Appeal Frees 5 Students Jailed For ‘Jihadist’ Material
February 14, 2008 in news by Rob Hallam
Five British Muslim students jailed for downloading extremist material from the internet were released today, after the Appeal Court ruled their convictions were unsafe. The Lord Chief Justice said that although the evidence was clear that the five had accessed the jihadi websites and literature there was no proof of any terrorist intent, the BBC reports.
In a statement today via his solicitor, Malik said: “As I said when I was arrested, I do not, have not and will not support terrorism in any form against innocent people.
“My prosecution was a test case under the 2000 Terrorism Act. Today’s decision means no first year student can ever be prosecuted again under this Act for possessing extremist literature.”
Freeing the men, the Lord Chief Justice said there was no proof of terrorist intent. The lawyer for one said they had been jailed for a “thought crime”.
Critics inside the Muslim community and civil liberty campaigners say section 57 of the 2000 Terrorism Act has been used as a blunt instrument to prosecute young Muslim men where there is no proof of genuine links to terrorism. Imran Khan, solicitor for Mr Zafar, said the five had been prosecuted for “thought crime” and that the ruling would have an significant impact.
He said:
“Young Muslim men before this judgement could have been prosecuted simply for simply looking at any material on the basis that it might be connected in some way to terrorist purposes.”
The Islamic Human Rights Commission said it hoped Thursday’s judgement would stop the “criminalisation of Muslim youth for downloading and reading material that is widely available to everyone”.
Chairman Massoud Shadjareh said:
“Our anti terror strategy should target and bring to account those who plan criminal acts of terrorism. Instead individuals who write poetry, read blogs or download material from the internet are being targeted because of their ethnicity or religious affiliation.”
From the BBC, The Register and The Times Online.
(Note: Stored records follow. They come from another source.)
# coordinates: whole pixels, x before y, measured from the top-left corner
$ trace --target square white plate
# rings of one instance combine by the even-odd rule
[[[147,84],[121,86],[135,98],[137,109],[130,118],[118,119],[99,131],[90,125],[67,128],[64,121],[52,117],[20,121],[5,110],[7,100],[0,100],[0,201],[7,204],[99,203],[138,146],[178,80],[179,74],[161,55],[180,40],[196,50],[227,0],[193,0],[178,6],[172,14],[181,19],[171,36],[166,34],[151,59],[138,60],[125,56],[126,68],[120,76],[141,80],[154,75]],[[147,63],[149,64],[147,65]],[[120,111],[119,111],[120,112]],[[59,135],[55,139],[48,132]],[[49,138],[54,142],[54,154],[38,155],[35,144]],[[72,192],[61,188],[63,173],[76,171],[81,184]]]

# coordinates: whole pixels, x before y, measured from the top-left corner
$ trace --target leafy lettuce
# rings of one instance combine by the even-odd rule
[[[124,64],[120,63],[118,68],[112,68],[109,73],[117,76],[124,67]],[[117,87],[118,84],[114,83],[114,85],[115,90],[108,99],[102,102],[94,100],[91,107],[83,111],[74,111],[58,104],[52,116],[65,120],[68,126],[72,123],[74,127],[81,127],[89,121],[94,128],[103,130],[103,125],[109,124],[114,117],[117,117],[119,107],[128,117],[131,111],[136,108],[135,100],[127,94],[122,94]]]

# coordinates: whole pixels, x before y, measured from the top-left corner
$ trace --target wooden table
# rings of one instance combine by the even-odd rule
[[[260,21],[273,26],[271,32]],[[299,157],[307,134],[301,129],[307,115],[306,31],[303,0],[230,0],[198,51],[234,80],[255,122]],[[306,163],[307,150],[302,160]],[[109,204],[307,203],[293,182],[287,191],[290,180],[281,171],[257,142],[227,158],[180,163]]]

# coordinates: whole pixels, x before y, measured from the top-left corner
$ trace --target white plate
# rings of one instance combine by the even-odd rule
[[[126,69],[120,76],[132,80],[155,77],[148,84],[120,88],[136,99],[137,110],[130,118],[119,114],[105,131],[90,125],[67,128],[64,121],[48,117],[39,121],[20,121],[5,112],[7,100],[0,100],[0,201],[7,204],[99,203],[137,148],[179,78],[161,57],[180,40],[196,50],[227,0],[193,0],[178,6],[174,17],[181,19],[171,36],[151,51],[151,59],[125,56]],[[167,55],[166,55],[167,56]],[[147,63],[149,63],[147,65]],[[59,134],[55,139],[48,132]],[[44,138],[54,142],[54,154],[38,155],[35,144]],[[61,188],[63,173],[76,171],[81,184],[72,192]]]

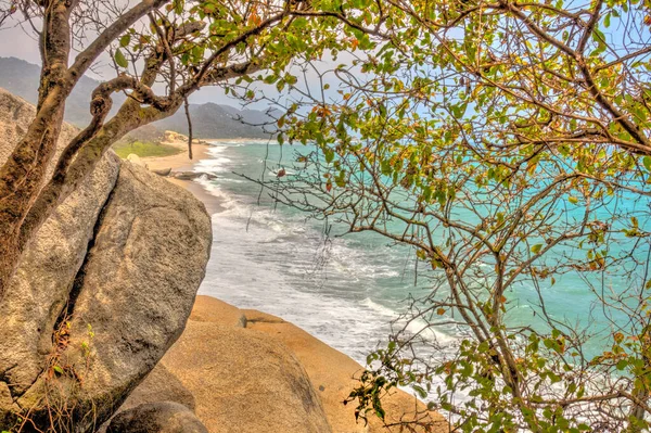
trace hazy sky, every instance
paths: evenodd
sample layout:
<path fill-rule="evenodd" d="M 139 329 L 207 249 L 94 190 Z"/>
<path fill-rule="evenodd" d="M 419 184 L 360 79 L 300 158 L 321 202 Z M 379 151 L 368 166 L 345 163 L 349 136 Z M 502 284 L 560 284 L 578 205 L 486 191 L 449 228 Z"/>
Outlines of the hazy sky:
<path fill-rule="evenodd" d="M 17 58 L 29 63 L 40 64 L 40 55 L 38 53 L 38 41 L 34 38 L 33 33 L 28 31 L 28 26 L 23 28 L 20 24 L 13 24 L 0 28 L 0 58 Z M 99 69 L 101 71 L 101 62 Z M 92 78 L 105 80 L 114 74 L 112 69 L 104 68 L 106 72 L 100 76 L 93 73 L 88 75 Z M 0 71 L 2 74 L 2 71 Z M 38 86 L 38 82 L 34 84 Z M 213 87 L 203 88 L 195 92 L 190 98 L 192 103 L 215 102 L 219 104 L 229 104 L 239 106 L 240 101 L 229 98 L 224 94 L 224 89 Z M 257 109 L 260 109 L 257 106 Z"/>
<path fill-rule="evenodd" d="M 0 27 L 0 56 L 8 58 L 14 56 L 22 60 L 25 60 L 29 63 L 40 64 L 40 55 L 38 53 L 38 41 L 36 40 L 34 33 L 31 31 L 28 24 L 17 24 L 17 23 L 4 23 L 3 27 Z M 72 55 L 74 59 L 74 53 Z M 87 74 L 99 80 L 106 80 L 114 76 L 115 72 L 112 67 L 107 67 L 107 54 L 104 55 L 104 60 L 100 58 L 100 61 L 94 67 L 95 72 L 88 72 Z M 334 62 L 332 59 L 323 62 L 319 62 L 319 68 L 331 69 L 335 67 L 335 65 L 340 62 L 348 63 L 353 60 L 352 56 L 346 55 L 344 53 L 340 53 L 339 62 Z M 2 71 L 0 71 L 0 74 Z M 98 74 L 99 73 L 99 74 Z M 309 72 L 306 76 L 299 74 L 298 71 L 295 74 L 299 75 L 299 84 L 298 86 L 305 87 L 305 81 L 301 78 L 307 78 L 308 84 L 312 90 L 317 90 L 317 93 L 320 93 L 320 82 L 317 79 L 317 74 L 315 72 Z M 335 89 L 337 86 L 335 85 L 335 80 L 330 77 L 328 80 L 332 88 L 329 91 L 326 91 L 328 97 L 334 95 Z M 303 82 L 303 86 L 301 85 Z M 38 86 L 38 82 L 34 84 Z M 267 86 L 265 88 L 265 92 L 267 95 L 271 98 L 277 98 L 278 92 L 276 91 L 275 86 Z M 242 103 L 240 100 L 226 95 L 222 88 L 219 87 L 206 87 L 201 90 L 194 92 L 190 97 L 191 103 L 206 103 L 206 102 L 215 102 L 219 104 L 228 104 L 237 107 L 242 107 Z M 268 102 L 258 102 L 255 104 L 251 104 L 247 107 L 256 109 L 256 110 L 266 110 L 269 106 Z"/>

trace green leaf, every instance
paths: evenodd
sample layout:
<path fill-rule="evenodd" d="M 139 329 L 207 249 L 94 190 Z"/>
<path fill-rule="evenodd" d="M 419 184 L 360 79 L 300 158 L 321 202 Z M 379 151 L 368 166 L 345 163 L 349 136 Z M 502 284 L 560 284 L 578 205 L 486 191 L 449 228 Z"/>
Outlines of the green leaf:
<path fill-rule="evenodd" d="M 117 63 L 117 65 L 119 67 L 129 66 L 129 62 L 127 62 L 127 58 L 125 58 L 125 54 L 123 54 L 123 52 L 119 48 L 117 50 L 115 50 L 115 63 Z"/>
<path fill-rule="evenodd" d="M 119 46 L 127 47 L 130 41 L 131 41 L 131 35 L 125 35 L 122 38 L 119 38 Z"/>

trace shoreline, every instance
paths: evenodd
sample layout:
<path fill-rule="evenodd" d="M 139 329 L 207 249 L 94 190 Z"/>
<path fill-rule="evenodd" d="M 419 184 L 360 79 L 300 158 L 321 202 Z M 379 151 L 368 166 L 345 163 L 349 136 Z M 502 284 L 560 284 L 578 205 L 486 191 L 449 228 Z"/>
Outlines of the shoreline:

Since this was a test case, it will hopefully have impacts on later cases. We may laugh and sigh at banning books (and rightly so), but the same thing is happening here. The lawyer said it was a thought crime, and so it was. Reading material of any sort should never be conflated with planning terrorism and it certainly should not be a crime.
“Censorship reflects society’s lack of confidence in itself. It is a hallmark of an authoritarian regime.”